The updated configuration, designed in consultation with PJM, would increase the size of the new substation in Pennsylvania and add 4 miles of lines that would connect to an existing right of way and eventually feed into two upgraded BG&E substations. The settlement changes nothing about the western segment of the project, a 230-kV double circuit transmission line that would run 28.8 miles from Franklin County, Pa., into Washington County, Md.

Transource settlement
Transource’s proposed alternative plan for the eastern segment of its Independence Energy Connection project. | Transource Energy

If approved by state regulators, the deal would signal a major victory for the landowners united against the IEC. (See Protesters Doubt PJM Analysis of Transource Alternative.)

PJM selected the $383 million IEC — its largest market efficiency project to date — during the 2013/14 long-term planning window to address congestion in the AP South interface. The RTO has since reviewed its benefits to the grid five times, determining in each round that the project remains the most effective way to reduce load costs.

The RTO’s most recent analysis, completed in September, determined the IEC would generate a $856 million reduction in congestion costs over the next 15 years, with a benefit-cost ratio of 2.1 — well above PJM’s 1.25 threshold required for inclusion in its Regional Transmission Expansion Plan.

Protesters argued, however, that the need for the eastern segment of the project could be met by existing 230-kV lines.
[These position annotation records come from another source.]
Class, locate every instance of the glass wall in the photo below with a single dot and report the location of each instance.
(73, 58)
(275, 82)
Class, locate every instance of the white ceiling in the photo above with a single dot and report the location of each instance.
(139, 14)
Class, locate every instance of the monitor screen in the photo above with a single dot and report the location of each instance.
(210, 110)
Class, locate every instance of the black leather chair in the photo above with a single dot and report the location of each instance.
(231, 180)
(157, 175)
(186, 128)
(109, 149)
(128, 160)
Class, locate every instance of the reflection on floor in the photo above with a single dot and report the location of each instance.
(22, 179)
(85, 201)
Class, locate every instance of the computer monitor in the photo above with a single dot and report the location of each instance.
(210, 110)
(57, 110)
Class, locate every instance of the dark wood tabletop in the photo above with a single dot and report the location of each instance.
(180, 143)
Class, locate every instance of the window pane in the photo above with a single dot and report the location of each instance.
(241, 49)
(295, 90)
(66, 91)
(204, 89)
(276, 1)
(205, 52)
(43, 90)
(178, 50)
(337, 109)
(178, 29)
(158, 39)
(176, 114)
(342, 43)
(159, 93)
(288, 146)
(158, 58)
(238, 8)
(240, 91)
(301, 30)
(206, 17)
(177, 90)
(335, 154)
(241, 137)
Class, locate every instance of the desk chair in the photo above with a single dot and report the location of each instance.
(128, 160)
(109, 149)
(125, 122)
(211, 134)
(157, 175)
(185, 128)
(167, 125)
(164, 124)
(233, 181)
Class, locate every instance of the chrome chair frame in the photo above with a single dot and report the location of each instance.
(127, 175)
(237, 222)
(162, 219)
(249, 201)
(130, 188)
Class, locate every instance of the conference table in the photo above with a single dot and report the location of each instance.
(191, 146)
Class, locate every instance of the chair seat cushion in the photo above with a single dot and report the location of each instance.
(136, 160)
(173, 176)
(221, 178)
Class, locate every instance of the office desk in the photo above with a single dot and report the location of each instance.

The PPRP urged the PSC to suspend the project while PJM studied the market efficiency of this alternative and three others — a request that was granted in January. (See More Info Needed on Tx Line Options, MD PSC Says and Cancel Transource Line, Md. Panel Says.)

PJM’s analysis determined that the protesters’ preferred configuration would require upgrades at the Furnace Run substation in order to alleviate potential reliability violations. The plan would cost $54 million to $94 million more than the IEC and produce $267 million less in congestion benefits to the region, it found.

Transource and the PPRP filed a joint petition in June to suspend proceedings regarding the company’s certificate of public necessity and convenience in order to reach a settlement on the eastern portion. The PSC granted a 30-day extension Aug. 27.

PJM staff told the Transmission Expansion Advisory Committee on Thursday that it’s unclear how the RTO will proceed if state regulators approve the alternative configuration — one that hasn’t been vetted by stakeholders or studied fully in the RTO’s planning process.